As the Fed chairman in February 2000, Greenspan appeared before a Senate committee and explained why he was raising interest rates. Inflation had yet to pick up, but the powerful advance of technology stocks had fueled such strong growth that price pressure seemed likely. Of course, Greenspan could not know that he was right. ... Greenspan was greeted with a torrent of abuse. Then-Sen. Paul Sarbanes, Democrat of Maryland, charged that the Fed's preoccupation with runaway tech stocks harmed the job prospects of inner-city youths. Sen. Jim Bunning, Republican of Kentucky, railed that higher interest rates threatened the economy more than inflation. "I think people hear what you are saying and conclude that you believe that equities are overvalued," said then-Sen. Phil Gramm, the committee chairman. "I would bet that equity values, given what's going on, are not only not overvalued, but may still be undervalued."While I dispute some of Mallaby's finer points, such as the housing bubble being less obvious than the tech bubble, it does demonstrate the social incentive to look the other way. As I've said before, when everybody's getting rich, nobody wants to step in and stop the party.

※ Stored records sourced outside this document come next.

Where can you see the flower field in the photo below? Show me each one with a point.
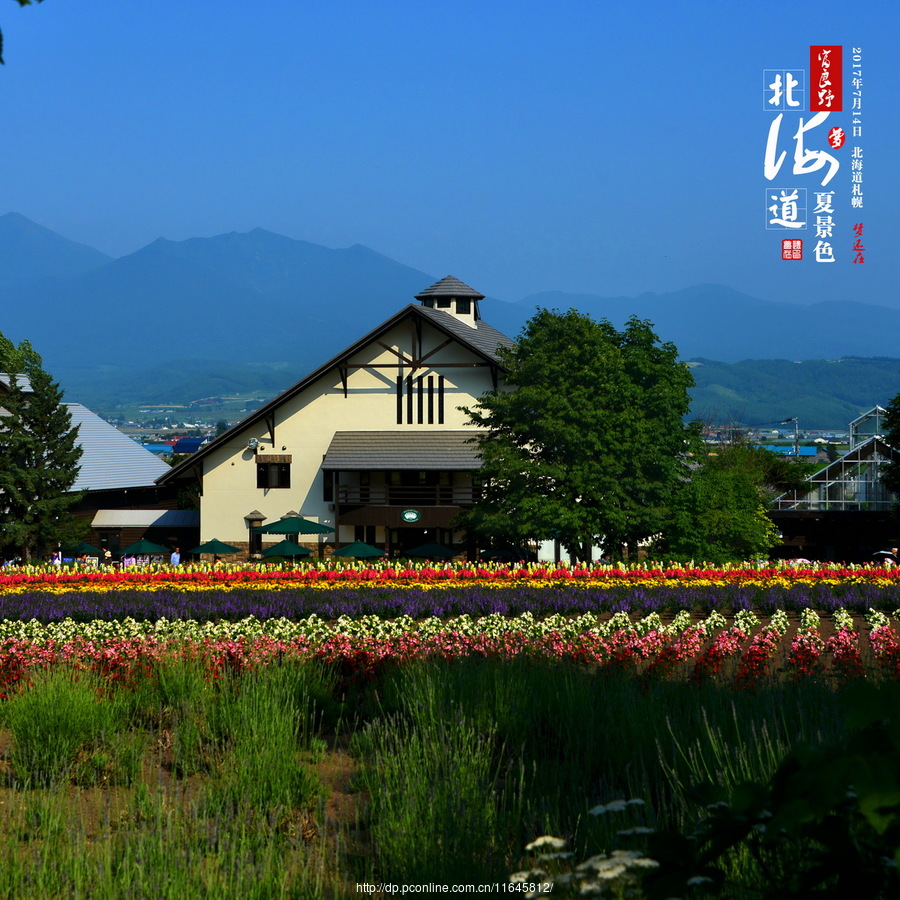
(740, 624)
(293, 732)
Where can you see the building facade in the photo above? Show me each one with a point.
(372, 444)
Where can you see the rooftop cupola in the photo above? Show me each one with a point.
(450, 295)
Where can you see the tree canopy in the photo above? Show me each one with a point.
(39, 456)
(21, 3)
(720, 514)
(585, 442)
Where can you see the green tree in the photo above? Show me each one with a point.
(585, 443)
(21, 3)
(39, 456)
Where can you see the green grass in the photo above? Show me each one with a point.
(192, 786)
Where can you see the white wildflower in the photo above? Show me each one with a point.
(546, 842)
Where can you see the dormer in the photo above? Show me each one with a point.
(451, 296)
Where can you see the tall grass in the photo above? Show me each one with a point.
(53, 717)
(463, 763)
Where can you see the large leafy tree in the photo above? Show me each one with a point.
(585, 443)
(39, 456)
(720, 514)
(21, 3)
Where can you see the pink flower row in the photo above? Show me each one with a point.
(654, 655)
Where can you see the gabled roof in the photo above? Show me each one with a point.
(482, 340)
(23, 383)
(111, 459)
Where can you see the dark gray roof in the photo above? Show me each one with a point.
(111, 459)
(146, 518)
(449, 287)
(481, 337)
(367, 450)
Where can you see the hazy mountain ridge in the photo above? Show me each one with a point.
(178, 320)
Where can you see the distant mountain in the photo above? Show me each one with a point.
(30, 253)
(179, 320)
(821, 393)
(717, 322)
(256, 297)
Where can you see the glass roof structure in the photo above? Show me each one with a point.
(852, 482)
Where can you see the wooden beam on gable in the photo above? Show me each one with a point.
(399, 354)
(436, 350)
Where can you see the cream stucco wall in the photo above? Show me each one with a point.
(305, 424)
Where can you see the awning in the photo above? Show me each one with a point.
(415, 450)
(146, 518)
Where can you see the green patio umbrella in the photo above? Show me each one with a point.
(431, 551)
(359, 550)
(215, 546)
(143, 547)
(286, 548)
(293, 525)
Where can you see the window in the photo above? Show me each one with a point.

Remember, this exchange took place in February 2000 — one month before the tech bubble spectacularly imploded. If Greenspan was assailed for raising interest rates then, imagine the reaction if he had increased rates really aggressively around 2005, when the real estate bubble was a good deal less obvious than the tech bubble had been. Or imagine the reaction if Greenspan had unleashed a regulatory clampdown on home lending in the teeth of the consensus that rising homeownership was wonderful. Regulators cannot anticipate bubbles with certainty, as Greenspan rightly says. And they may not act even when bubbles seem probable, as Krugman contends, because the lack of certainty makes it difficult to face down angry members of Congress.
Human regulators are human-beings before they are regulators, and humans are naturally herd animals.